Paul Thomas Anderson's Oscar Nominated (Best Picture) film opens this Friday at the Playhouse.
The story of Alana Kane and Gary Valentine growing up, running around and going through the treacherous navigation of first love in the San Fernando Valley, 1973.
Advance tickets are on sale now for Licorice Pizza Here!
"There’s no narrative arc to Licorice Pizza, Paul Thomas Anderson’s beautiful memory of San Fernando Valley in 1973. Instead there’s a satisfying narrative drift, which is much harder to pull off. There’s a seductive ease to Anderson’s filmmaking that makes the film seem pleasantly minor by comparison to the big swings of Boogie Nights, There Will Be Blood, and The Master. Yet the evocative specifics that create such a dreamy atmosphere—the music, the decor and hang-out spots, the anecdotal pieces of storytelling—belie the difficult work of engaging audiences with characters who are not moving forward, but zigzagging at best. Licorice Pizza may be classified as a coming-of-age story, but the term suggests an evolution that doesn’t interest Andersons here. Uncertainty and stasis are the film’s prevailing conditions, and his task is more about defining them than resolving them.

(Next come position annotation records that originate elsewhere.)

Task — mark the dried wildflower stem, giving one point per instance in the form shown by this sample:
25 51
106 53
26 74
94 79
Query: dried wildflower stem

"An important moment comes in first few minutes, when 25-year-old Alana Kane (Alana Haim), working as an assistant for a school picture outfit, gets slapped on the behind by a photographer. She’s repulsed by the gesture, but this is 1973, so she understands there are no repercussions for sexual harassment—it just happens in the flow of the day, so common an occurrence that it doesn’t pause the tracking shot that follows her across the gymnasium. Still, it gets to her, and suddenly the fact that she’d been asked on a date by a 15-year-old, Gary Valentine (Cooper Hoffman), seems relatively harmless, a relationship that she at least has the power to control. (Or so she thinks.) Given the general contours of her life—a terrible job, no career prospects, still living at home under her father and sisters’ prying eyes—it’s little wonder that she takes the charming young man up on his offer. It’s not like it will ever go anywhere.
"The Valley is the main character in Licorice Pizza, which makes it analogous to the hangout vibes of Quentin Tarantino’s Once Upon a Time…. in Hollywood, an opportunity for a great California filmmaker to go time-traveling to an era that excites him. There’s not even any era-defining cultural signposts like the Manson murders, and the stars shine no brighter than Jon Peters (Bradley Cooper), whose career as a film producer hadn’t even started yet. (The one firm connection between the two films: Peters learned how to cut hair from a protégé of Jay Sebring, the celebrity hairstylist who was murdered along with Sharon Tate and who’s played in Tarantino’s film by Emile Hirsch.) The oil embargo figures in in a fascinating way, but otherwise, Anderson conceives of the ‘70s Valley as a more laid-back and passive milieu, with a future as up-for-grabs as his characters’ destinies.
"In this hazy, golden sandbox, young Gary is king—or at least he has the confidence to assume the throne. He’s a prolific child actor, though there’s plenty of evidence that his moment may be coming to an end. Still, Gary has a showman’s flair that breaks down Alana’s defenses enough to where she grudgingly enjoys being around him, even if she’s teasing him most of the time. His precociousness extends to a talent for entrepreneurship, so when he jumps on the waterbed craze sweeping the country, Gary brings Alana on board as a saleswoman and delivery person. It’s not the last company he launches, either, but Alana naturally eyes better opportunities for herself, like a career in acting or volunteer work on a mayoral campaign. She’s 25. She can’t be doing odd jobs for this twerp forever.
"The episodic style of Licorice Pizza allows room for surprising and delightful drive-by appearances from recognizable faces, like Cooper’s amped-up, belligerent Peters, Sean Penn as an aging star who’s clearly inspired by William Holden, and and Benny Safdie as an idealistic candidate with a potentially fatal flaw in his campaign. Much like another fine ‘70s nostalgia piece, Richard Linklater’s Dazed and Confused, the pleasing texture of Licorice Pizza masks the emotional turbulence under the surface. Anderson and Haim, with her sharp-elbowed and funny yet soulful performance, capture the flailing, directionless condition of being a woman in her mid-20s, which is bad in any period, but bad in many other ways connected to time and place. Her inexplicable relationship with a teenage boy—and let’s please be clear about the very mild boundaries of this relationship—becomes, in this context, quite explicable."